Marek: - Praca ze świadomością, że jak komuś powinie się noga, to skończy w prokuraturze, jest ogromnym ciężarem. Teraz znów każdy się boi. Gdy prezesa nie było, ludzie się uśmiechali, rozmawiali, a nie szeptali. Jest dezorganizacja, bo musimy się bronić przed kłamstwami, które opowiada w mediach. Na przykład, że pracownicy zeznawali przeciwko niemu za łapówki. Frustrujące jest to, że widzimy, że jak ma się w garści sądy i prokuraturę, to można wszystko.

Paweł Kawecki
Paweł Kawecki o odwołaniu prezesa WiK w Opolu (nagranie z 8 listopada 2022 roku)
Źródło: TVN24

Decyzje po myśli prezesa

W grudniu zapytaliśmy prezesa Jakiego, czy obawia się powrotu do pracy przy tak dużej niechęci pracowników. Wcześniej pisaliśmy o tym, że powrotu prezesa do pracy nie chcą dwa z trzech działających w WiK Opole związków zawodowych. Apelowali oni o zakaz pracy dla prezesa i zabezpieczenie dóbr spółki. Trzeci związek zawodowy, najmniej liczny, bronił prezesa, a spółkę nazwał "miejscem gierek uprawianych przez Prezydenta Miasta Opola Arkadiusza Wiśniewskiego".

Prezes Jaki odpisał na wtedy na pytania w punktach:

"1. Sprawdziłem. Trzy działające związki zawodowe w spółce liczą dokładnie 148 osób. Z tego za wysłaniem pisma negatywnie oceniającego moją pracę głosowało 58 osób na 148 w związkach i około 310 w firmie. Więc nie stanowią nawet 1/5 pracowników. 2. Wielu było również za mną w czasie, kiedy groziło to zwolnieniem i szykanami, czego doświadczyło już wiele osób.  3. Wcale się nie dziwię, że najgłośniej krzyczy przewodniczący jednego ze związków, wobec którego jest prowadzone postępowanie o korupcję. Dostał awans i wysoką podwyżkę za obciążenie mnie wymyślonymi zeznaniami. Okazuje się, że takich osób było więcej, co przyznał na konferencji prasowej członek zarządu pan Kawecki.  4. W tej sytuacji istotne myślę jest to, że zatrudniona na kierowniczym stanowisku została Agnieszka M. mająca prokuratorskie zarzuty i zakaz kontaktów z wieloma osobami w firmie. Jestem pewny, że ten fakt również zostanie przez Panią odnotowany.  5. A obecnie funkcję prezesa pełnił, przez chwilę co prawda człowiek, który był aktywny w ZOMO w represjonowaniu wolnościowych demonstracji.  6. To już kolejna decyzja sądu po mojej myśli, zarówno jeżeli chodzi o próby zawieszenia jak i odwołania - pokazująca że wszystko do tej pory było zmyślone i jest formą represji za ujawnienie afery przetargowej jednej z najważniejszych osób prezydenta Opola". 

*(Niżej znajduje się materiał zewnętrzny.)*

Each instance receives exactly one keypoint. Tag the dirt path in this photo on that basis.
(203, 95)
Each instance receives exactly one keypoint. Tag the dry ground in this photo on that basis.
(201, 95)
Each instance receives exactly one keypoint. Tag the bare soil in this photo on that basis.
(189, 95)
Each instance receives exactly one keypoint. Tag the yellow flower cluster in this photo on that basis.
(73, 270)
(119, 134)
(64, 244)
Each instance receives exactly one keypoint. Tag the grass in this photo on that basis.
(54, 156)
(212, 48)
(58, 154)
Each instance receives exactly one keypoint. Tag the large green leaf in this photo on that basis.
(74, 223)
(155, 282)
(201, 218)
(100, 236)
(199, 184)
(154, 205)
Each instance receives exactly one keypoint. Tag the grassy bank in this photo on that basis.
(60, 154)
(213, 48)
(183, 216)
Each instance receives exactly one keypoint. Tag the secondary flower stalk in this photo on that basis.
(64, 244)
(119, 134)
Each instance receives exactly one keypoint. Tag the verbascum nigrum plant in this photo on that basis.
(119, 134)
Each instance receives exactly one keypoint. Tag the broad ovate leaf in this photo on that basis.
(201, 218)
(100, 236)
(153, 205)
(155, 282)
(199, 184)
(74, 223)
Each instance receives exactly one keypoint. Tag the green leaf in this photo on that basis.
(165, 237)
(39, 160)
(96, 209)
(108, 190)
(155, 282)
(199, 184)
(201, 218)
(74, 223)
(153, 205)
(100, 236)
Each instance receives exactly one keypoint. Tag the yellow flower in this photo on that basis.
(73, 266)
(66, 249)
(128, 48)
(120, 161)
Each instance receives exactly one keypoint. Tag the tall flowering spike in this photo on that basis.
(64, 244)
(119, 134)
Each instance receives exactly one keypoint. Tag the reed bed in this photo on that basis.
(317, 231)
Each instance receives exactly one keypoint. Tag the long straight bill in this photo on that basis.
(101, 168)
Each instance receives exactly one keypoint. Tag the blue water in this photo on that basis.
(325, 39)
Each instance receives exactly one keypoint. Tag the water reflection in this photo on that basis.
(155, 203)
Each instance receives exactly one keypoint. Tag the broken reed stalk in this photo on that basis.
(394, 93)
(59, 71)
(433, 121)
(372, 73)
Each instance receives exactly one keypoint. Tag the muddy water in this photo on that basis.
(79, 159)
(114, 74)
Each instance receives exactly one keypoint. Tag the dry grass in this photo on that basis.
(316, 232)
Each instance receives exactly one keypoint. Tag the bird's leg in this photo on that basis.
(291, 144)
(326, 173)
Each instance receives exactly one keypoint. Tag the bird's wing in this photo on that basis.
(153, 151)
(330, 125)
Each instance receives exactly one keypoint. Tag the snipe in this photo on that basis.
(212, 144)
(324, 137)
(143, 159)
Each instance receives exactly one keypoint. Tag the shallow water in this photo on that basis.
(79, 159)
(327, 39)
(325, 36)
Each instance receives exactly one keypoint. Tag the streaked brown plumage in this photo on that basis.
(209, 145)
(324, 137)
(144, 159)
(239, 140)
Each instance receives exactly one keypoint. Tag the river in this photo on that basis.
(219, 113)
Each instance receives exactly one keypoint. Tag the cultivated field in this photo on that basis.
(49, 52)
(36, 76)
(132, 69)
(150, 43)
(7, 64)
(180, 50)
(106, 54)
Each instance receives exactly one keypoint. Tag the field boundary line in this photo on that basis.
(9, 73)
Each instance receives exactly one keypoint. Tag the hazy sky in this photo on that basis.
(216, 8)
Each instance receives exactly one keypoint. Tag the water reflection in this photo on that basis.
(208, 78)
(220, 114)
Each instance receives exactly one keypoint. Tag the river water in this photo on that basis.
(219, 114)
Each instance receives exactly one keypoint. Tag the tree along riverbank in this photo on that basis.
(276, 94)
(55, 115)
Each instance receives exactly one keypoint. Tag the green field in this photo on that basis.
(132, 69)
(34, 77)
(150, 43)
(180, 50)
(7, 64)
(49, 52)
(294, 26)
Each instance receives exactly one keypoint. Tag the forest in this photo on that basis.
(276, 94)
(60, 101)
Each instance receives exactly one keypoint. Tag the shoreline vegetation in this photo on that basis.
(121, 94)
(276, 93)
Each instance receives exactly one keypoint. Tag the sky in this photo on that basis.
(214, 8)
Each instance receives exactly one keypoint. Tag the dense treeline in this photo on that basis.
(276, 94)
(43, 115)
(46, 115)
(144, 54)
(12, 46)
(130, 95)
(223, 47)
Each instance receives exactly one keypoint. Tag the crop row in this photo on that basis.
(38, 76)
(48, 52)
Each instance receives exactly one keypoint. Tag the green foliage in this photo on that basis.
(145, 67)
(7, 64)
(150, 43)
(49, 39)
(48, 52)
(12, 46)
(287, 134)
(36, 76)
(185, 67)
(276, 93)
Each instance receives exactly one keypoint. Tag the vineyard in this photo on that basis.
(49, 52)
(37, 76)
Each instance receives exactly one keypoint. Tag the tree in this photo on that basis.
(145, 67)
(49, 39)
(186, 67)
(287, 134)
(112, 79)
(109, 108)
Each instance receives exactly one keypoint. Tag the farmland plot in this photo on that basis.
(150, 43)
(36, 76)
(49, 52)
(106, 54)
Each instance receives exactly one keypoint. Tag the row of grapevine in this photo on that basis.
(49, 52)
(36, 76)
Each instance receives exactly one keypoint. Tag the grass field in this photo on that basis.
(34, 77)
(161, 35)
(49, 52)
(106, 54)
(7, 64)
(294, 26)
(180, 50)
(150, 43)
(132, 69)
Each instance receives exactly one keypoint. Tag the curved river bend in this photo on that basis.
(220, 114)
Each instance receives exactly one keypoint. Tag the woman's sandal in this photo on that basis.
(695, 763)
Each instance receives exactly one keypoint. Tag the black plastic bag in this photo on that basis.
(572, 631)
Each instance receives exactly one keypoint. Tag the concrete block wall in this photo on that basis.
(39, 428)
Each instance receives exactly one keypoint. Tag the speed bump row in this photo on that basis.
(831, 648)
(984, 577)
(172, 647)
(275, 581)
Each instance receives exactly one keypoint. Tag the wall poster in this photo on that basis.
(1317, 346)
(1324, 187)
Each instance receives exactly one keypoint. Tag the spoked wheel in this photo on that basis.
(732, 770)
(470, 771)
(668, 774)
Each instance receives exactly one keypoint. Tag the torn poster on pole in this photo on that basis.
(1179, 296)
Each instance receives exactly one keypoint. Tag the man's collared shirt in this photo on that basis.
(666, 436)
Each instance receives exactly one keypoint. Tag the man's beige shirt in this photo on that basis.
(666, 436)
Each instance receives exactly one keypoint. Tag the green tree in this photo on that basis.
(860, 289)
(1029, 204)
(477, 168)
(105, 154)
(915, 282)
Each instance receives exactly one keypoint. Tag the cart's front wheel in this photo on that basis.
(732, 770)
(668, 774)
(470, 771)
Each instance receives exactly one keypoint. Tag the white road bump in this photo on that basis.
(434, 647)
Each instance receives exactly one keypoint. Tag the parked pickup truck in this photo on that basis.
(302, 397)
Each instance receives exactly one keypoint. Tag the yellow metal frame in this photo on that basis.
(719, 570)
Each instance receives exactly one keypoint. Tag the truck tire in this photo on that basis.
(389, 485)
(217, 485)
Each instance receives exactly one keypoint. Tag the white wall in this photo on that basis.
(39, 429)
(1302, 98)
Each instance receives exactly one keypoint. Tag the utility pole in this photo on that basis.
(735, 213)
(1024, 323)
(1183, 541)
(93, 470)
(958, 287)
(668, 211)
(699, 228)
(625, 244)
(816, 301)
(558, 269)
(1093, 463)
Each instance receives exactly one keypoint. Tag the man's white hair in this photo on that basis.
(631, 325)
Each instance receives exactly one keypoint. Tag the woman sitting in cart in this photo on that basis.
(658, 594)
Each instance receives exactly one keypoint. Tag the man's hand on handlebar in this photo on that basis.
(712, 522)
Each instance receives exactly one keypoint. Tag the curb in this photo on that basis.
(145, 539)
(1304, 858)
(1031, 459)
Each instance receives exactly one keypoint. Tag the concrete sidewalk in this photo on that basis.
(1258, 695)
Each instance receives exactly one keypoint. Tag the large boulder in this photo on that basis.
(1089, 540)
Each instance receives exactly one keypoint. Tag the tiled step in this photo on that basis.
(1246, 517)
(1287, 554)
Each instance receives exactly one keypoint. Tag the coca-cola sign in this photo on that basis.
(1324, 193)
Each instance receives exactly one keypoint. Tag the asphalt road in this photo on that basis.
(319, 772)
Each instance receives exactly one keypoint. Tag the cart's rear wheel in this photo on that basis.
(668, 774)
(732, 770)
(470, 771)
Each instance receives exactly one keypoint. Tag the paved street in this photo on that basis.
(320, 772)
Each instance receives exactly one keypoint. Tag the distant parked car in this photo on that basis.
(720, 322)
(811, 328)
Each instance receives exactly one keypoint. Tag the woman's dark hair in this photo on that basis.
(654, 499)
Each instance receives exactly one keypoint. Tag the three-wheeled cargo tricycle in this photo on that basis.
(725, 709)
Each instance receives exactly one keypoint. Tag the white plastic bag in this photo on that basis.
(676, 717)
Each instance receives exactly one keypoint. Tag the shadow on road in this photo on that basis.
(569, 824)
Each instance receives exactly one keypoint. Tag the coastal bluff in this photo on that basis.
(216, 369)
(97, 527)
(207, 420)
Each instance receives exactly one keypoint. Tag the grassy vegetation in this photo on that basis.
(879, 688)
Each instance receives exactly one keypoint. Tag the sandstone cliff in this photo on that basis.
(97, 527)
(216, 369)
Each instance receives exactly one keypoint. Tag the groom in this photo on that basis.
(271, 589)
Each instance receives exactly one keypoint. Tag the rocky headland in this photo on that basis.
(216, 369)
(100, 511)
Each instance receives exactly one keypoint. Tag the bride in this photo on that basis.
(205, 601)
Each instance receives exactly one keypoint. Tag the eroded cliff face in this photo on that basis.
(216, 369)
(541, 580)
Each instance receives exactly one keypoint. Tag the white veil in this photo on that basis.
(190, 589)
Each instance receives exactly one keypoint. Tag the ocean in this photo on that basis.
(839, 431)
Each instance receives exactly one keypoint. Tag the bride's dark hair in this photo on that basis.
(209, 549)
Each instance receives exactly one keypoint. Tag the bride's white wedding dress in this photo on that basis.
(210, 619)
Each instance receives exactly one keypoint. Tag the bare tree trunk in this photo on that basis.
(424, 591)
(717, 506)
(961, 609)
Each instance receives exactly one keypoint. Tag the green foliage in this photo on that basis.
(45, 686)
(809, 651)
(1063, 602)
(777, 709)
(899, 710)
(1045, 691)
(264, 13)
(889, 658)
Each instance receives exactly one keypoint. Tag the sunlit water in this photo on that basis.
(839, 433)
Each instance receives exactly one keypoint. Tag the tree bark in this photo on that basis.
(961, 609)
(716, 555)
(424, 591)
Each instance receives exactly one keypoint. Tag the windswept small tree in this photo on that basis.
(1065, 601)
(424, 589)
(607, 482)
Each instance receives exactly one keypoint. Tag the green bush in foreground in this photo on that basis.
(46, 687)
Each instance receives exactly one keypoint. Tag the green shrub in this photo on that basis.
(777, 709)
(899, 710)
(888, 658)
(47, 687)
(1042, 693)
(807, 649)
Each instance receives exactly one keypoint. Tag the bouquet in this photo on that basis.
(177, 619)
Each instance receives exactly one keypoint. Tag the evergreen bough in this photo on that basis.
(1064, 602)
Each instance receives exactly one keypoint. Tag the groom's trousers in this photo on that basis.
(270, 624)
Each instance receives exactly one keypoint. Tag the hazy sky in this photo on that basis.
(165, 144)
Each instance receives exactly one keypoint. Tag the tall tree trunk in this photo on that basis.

Agnieszka Maślak, wcześniej wiceprezeska, której prokuratura postawiła zarzuty w sprawie przetargu na prąd, aktualnie nadal pracuje w WiK Opole, choć jest zawieszona w czynnościach wiceprezesa.

- Poproszono mnie o nadzór projektu modernizacji oczyszczalni, więc jestem na co dzień w spółce. Pracownicy, gdy dzwoni prezes, stają na baczność. Atmosfera jest makabryczna, ludzie są załamani. Stracili zaufanie do wszystkich, są lekceważeni przez instytucje państwowe. Nie wierzą już nikomu. A przecież wszystko, o czym mówią od tylu miesięcy, to prawda. GIP ostatnio przeprowadził kolejną kontrolę, chyba byli przekonani, że to szwindel, nie dowierzali pracownikom. Ale po pierwszym spotkaniu z nimi zmienili nastawienie. Jak długo to jeszcze potrwa, nie wiem - mówi Maślak.

machaj 2
Ireneusz Jaki o decyzjach sądu (nagranie z 18 października 2022 roku)
Źródło: TVN24

Sprawy nie posunęły się do przodu

Prezes Jaki wielokrotnie podkreślał, że to prezydent Opola Arkadiusz Wiśniewski prowadzi z nim wojnę polityczną. Wiśniewski tłumaczy, że konflikt rozpoczął się tuż po tym, gdy dotarły do niego relacje pracowników o mobbingu w spółce i z jego nadania trafiło tam dwoje wiceprezesów: Paroń i Maślak.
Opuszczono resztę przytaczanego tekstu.